Last week, Michigan State University reached a $500 million settlement with Larry Nassar survivors. From the $500 million, $425 million will be paid to the men and women who testified against him in trial, and $75 million will be set up as a trust fund to support people in the future if they allege Nassar sexually abused them as well. This decision was made in a conference call between the Board of Trustees, survivors and the middlemen on May 15.
Special Counsel to MSU Robert Young made a statement after the settlement, saying, “Michigan State is pleased that we have been able to agree in principle on a settlement that is fair to the survivors of Nassar’s crimes. We appreciate the hard work both sides put into the mediation, and the efforts of the mediator, which achieved a result that is responsible and equitable.”
John Manly, the attorney of the survivors, commented on the settlement: “This historic settlement came about through the bravery of more than 300 women and girls who had the courage to stand up and refuse to be silenced … It is the sincere hope of all of the survivors that the legacy of this settlement will be far reaching institutional reform that will end the threat of sexual assault in sports, schools and throughout our society.”
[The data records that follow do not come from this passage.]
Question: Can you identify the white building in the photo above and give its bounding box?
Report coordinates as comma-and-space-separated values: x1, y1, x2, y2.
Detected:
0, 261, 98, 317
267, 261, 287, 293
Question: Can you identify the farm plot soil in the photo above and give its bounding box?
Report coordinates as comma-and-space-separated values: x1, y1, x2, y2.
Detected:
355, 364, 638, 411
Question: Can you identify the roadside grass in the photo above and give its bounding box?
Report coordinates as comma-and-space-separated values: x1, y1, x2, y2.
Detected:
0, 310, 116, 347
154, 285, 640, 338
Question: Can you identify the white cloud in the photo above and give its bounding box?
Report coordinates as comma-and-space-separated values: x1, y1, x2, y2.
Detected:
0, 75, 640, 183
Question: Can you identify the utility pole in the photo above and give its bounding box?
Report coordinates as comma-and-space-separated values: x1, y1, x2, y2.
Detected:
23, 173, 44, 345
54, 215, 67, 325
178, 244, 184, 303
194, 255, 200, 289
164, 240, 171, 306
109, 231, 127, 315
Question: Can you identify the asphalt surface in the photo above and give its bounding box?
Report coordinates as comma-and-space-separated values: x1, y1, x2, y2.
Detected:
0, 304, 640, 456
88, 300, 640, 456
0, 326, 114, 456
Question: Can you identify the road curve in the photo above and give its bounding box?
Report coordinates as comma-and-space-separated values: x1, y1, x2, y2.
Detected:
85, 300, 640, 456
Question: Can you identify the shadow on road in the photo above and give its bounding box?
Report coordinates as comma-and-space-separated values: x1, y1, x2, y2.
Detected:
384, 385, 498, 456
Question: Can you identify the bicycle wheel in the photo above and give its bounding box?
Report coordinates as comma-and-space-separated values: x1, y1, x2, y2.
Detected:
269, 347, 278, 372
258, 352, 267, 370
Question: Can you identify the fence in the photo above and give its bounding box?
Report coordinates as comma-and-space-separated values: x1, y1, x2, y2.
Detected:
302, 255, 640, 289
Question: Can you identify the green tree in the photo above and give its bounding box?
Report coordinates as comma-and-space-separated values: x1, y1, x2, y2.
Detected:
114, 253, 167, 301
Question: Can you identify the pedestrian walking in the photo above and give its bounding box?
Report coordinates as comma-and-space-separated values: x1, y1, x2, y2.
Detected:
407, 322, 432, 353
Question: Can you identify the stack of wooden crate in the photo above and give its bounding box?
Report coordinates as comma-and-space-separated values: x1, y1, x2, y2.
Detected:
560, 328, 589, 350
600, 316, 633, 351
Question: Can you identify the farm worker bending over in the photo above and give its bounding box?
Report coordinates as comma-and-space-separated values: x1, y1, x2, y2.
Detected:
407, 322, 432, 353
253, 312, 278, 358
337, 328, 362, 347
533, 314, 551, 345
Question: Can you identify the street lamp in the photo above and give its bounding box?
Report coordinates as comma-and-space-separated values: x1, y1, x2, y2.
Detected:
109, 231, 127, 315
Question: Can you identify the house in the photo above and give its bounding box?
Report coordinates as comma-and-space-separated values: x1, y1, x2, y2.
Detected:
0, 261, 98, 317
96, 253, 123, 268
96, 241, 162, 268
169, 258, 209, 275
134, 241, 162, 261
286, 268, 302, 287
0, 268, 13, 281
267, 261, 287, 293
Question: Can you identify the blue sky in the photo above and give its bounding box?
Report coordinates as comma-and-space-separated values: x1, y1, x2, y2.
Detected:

This settlement is a measure of success, but there are still more potential crimes to be uncovered. A scandal unfolding at USC has found George Tyndall, a gynecologist, the object of more than 80 complaints about alleged misconduct for decades.
In response to the USC and Michigan State scandals, Thomas Harnisch, the director of state relations and policy analysis at the American Association of State Colleges and Universities, said, “People now know that these scandals can happen at any university, and they need to understand and be prepared for that.”
It is unclear how Michigan State will finance the settlement. Since Michigan can’t use its endowment, it will have to rely on the funds it makes for the annual budget.
According to The New York Times, the $500 million settlement is 37 percent of the school’s annual budget. Therefore, in order to help finance the settlement, MSU officials hope to use insurance and student tuition.
The journey is not over; many of the women who were sexually assaulted or victimized by Nassar still await trials from USA Gymnastics, among others.
The Nassar scandal has prompted the resignation of many officials, including Lou Anna Smith, former president of Michigan State University. The Department of Education is currently investigating the university and the FBI wants to know why Nassar was able to commit his crimes within the university.
Katherine Rifiotis, a senior at Michigan State and leader of the undergraduate student body, hopes the settlement will “carve the way for greater change.”